Washington approached me with the complaint that Bismark was really getting on his nerves, and wouldn't it be great to declare war on him?

I asked him for 10 turns to prepare, to which he responded, Wonderful!"

After about 3 turns I had my troops in place, and the peace deal with Washington still had 2-3 turns to go.

I approached him and "Discussed", Should we declare war on...Bismark?

His response was something like, "I've told you before, and my answer is still the same, no!"

Oh, really? Well, just who was it that came to me 3 turns earlier with the great idea to go to war with Bismark then?
 
REPRODUCED.

Patch version 1.0.0.621

Not with the same settings - I had planned to post my own bug report but found this on searching. I am not sure if I still have the autosave but will attempt to find out and post it if I can.

I had never been at war with Egypt and Japan asked me to Declare War. I asked for 10 turns to prepare. Several turns later I was ready and asked Japan to declare. Same response as John-SJ received: "I've told you before, and my answer is still no."

This is completely false as I had never asked Japan to declare war on anyone at any point in the game. He asked me!

My surmise is this is not a technical bug but a design flaw; that "10 turns to prepare" is being treated like a 10-turn peace treaty.
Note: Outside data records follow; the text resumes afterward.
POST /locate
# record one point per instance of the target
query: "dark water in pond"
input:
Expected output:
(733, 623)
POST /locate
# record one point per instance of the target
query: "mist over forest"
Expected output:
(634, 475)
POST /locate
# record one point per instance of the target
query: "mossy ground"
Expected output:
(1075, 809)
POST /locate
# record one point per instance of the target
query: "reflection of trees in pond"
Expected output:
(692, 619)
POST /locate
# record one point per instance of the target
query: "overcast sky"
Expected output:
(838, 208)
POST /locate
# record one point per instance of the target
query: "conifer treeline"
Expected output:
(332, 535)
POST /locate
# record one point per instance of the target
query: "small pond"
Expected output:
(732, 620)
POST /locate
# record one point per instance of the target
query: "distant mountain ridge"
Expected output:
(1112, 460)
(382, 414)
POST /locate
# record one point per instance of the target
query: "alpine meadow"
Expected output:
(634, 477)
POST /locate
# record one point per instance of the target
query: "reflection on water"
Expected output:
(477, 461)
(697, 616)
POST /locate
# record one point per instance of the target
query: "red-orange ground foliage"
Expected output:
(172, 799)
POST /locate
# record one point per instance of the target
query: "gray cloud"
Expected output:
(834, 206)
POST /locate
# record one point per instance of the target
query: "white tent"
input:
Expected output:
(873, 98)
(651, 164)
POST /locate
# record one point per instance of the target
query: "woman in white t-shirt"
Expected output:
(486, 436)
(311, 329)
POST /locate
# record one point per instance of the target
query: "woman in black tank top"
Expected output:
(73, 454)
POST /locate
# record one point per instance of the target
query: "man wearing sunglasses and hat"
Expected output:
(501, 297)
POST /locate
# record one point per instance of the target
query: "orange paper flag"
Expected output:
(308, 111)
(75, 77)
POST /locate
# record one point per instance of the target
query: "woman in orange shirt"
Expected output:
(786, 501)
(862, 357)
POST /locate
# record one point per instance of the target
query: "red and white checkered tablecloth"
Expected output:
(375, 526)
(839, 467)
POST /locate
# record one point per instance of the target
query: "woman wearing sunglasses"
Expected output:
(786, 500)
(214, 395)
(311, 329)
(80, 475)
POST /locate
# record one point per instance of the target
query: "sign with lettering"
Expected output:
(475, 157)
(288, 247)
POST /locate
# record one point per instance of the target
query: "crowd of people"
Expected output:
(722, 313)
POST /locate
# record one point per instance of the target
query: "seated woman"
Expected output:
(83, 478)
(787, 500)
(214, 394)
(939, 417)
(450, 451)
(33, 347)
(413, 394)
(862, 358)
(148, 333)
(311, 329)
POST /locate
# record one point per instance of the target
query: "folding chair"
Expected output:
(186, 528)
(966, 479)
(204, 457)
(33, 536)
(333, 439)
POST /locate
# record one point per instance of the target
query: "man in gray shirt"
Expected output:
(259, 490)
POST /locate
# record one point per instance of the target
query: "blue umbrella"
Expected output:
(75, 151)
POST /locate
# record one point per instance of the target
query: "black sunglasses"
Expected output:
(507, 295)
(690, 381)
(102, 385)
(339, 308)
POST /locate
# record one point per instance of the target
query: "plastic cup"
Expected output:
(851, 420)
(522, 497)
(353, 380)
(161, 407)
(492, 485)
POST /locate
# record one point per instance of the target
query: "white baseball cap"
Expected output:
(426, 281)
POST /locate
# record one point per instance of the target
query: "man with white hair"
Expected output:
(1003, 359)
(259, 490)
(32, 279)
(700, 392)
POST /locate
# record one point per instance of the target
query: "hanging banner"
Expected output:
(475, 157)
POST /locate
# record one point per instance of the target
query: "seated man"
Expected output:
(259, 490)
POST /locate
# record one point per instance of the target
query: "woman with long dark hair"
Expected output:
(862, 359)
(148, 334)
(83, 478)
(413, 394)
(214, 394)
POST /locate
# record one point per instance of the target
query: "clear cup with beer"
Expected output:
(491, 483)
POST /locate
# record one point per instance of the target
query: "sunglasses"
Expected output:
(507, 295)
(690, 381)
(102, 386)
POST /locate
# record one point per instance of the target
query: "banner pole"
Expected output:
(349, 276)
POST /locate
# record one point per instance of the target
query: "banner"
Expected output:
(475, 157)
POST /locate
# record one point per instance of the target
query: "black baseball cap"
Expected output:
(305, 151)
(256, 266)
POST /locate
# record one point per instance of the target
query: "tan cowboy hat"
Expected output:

I expected that since he had been ready to go to war and I was the one needing time, Japan would be happy to declare war before the 10 turns were up. At the very least I expected a diplomatic response somehow indicating "we want to wait ___ more turns." I certainly did not expect him to deny any desire for war when we presently had a treaty (I checked) to auto-declare in a few more turns!

The treaty did take effect: after the full 10 turns were up both I (playing Elizabeth) and Japan auto-declared on Egypt.

For future experiment: I wonder if I would have been able to declare on Egypt unilaterally during the 10-turn period, or if I would have had to wait for the auto-declare after 10 turns.

Also see similar report: http://forums.civfanatics.com/showthread.php?t=391937&highlight=declare+war
 
The same problem happens with a pact of secrecy. The AI approaches you for a pact of secrecy and you decline. A few turns later you begin to appreciate the offer and ask the AI for the pact, only to be told "We've been through this before and my answer is still no!".

I'm guessing that a lazy programmer has used the same data flags to signify both the player refusing an AI offer and also the AI refusing a player offer. The AI needs to act in a way that differentiates between the two.
 
And this is why there should be an interface which explains WHY the AI's attitude is what it is. The argument, "But it's more realistic this way!" is the stupidest answer I have ever heard: realism does not entail turn-based-strategy on a computer with RNG combat-outcomes. A good game design is playable.